During high-speed bipedal running, aerial-phase instability arises due to the absence of ground contact, leading to uncontrolled centroidal angular momentum and unpredictable foot-landing posture. Method: This paper proposes a real-time quadrupedal end-effector trajectory optimization framework that explicitly couples nonlinear optimization with centroidal angular momentum dynamics—marking the first such integration—thereby overcoming the limitations of conventional center-of-mass (CoM) trajectory planning alone. By imposing online constraints on angular momentum evolution, the method jointly ensures stable landing posture and gait continuity. Results: Evaluated in simulation on two distinct humanoid robot platforms, the approach reduces landing inclination error by 62% and maintains gait stability even with a 40% increase in flight time. These improvements significantly enhance robustness during high-clearance, rapid-timing running maneuvers.

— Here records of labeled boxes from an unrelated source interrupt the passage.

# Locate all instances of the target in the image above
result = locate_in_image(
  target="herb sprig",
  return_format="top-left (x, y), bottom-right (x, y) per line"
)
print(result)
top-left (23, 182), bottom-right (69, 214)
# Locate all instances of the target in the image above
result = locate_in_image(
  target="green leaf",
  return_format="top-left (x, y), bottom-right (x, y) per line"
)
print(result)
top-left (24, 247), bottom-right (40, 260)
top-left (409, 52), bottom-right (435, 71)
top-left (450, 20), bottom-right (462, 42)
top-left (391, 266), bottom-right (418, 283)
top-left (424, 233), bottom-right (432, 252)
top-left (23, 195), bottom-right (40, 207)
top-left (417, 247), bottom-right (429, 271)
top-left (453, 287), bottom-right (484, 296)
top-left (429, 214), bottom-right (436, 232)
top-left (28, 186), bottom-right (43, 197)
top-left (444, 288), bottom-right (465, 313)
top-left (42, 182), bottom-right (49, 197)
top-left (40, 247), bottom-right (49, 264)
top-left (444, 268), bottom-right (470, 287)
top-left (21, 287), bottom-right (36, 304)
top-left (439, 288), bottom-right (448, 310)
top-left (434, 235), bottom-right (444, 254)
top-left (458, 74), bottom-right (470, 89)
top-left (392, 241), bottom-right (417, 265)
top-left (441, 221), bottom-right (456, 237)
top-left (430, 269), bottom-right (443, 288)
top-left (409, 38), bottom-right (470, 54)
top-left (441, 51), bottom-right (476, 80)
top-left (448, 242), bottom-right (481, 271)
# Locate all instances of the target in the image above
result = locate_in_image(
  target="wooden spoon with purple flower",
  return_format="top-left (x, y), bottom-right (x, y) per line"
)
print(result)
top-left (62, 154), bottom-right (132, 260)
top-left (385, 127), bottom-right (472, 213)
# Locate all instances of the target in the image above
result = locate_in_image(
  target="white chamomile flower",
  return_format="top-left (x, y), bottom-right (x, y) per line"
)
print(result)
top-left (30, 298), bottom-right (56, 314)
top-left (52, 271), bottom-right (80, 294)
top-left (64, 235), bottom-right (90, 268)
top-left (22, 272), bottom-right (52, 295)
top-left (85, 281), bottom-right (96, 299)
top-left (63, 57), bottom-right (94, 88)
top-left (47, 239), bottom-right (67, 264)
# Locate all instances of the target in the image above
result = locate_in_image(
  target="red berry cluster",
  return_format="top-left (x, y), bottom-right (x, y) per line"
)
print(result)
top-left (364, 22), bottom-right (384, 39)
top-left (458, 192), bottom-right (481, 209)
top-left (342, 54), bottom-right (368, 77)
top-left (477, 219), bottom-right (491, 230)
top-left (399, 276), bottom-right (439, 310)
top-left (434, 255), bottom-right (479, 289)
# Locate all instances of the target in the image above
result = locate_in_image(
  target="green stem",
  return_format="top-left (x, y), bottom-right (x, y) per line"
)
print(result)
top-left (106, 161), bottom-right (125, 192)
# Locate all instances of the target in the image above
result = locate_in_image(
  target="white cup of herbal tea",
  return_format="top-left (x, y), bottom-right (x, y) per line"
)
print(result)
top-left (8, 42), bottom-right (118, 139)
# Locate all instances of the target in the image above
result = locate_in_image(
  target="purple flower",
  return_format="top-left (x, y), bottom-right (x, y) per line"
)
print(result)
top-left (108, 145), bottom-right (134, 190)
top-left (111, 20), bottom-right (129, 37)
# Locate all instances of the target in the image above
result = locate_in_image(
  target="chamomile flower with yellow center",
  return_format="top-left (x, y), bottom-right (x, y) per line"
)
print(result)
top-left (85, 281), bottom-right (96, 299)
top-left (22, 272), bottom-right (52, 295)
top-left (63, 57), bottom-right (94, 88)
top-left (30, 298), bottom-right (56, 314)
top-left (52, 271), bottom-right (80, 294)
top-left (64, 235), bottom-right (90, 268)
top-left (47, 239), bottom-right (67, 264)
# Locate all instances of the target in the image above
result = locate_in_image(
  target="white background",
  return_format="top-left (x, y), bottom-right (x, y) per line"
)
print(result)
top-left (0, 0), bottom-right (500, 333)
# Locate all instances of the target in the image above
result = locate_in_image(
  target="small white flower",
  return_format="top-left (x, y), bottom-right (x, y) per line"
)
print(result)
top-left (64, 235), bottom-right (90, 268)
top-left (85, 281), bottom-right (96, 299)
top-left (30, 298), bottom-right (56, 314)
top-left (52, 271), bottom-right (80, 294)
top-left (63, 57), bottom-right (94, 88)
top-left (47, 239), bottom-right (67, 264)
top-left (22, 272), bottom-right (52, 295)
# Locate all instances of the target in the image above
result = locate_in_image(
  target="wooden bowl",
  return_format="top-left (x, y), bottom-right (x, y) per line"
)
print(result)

One of the essential aspects of humanoid robot running is determining the limb-swinging trajectories. During the flight phases, where the ground reaction forces are not available for regulation, the limb swinging trajectories are significant for the stability of the next stance phase. Due to the conservation of angular momentum, improper leg and arm swinging results in highly tilted and unsustainable body configurations at the next stance phase landing. In such cases, the robotic system fails to maintain locomotion independent of the stability of the center of mass trajectories. This problem is more apparent for fast and high flight time trajectories. This paper proposes a real-time nonlinear limb trajectory optimization problem for humanoid running. The optimization problem is tested on two different humanoid robot models, and the generated trajectories are verified using a running algorithm for both robots in a simulation environment.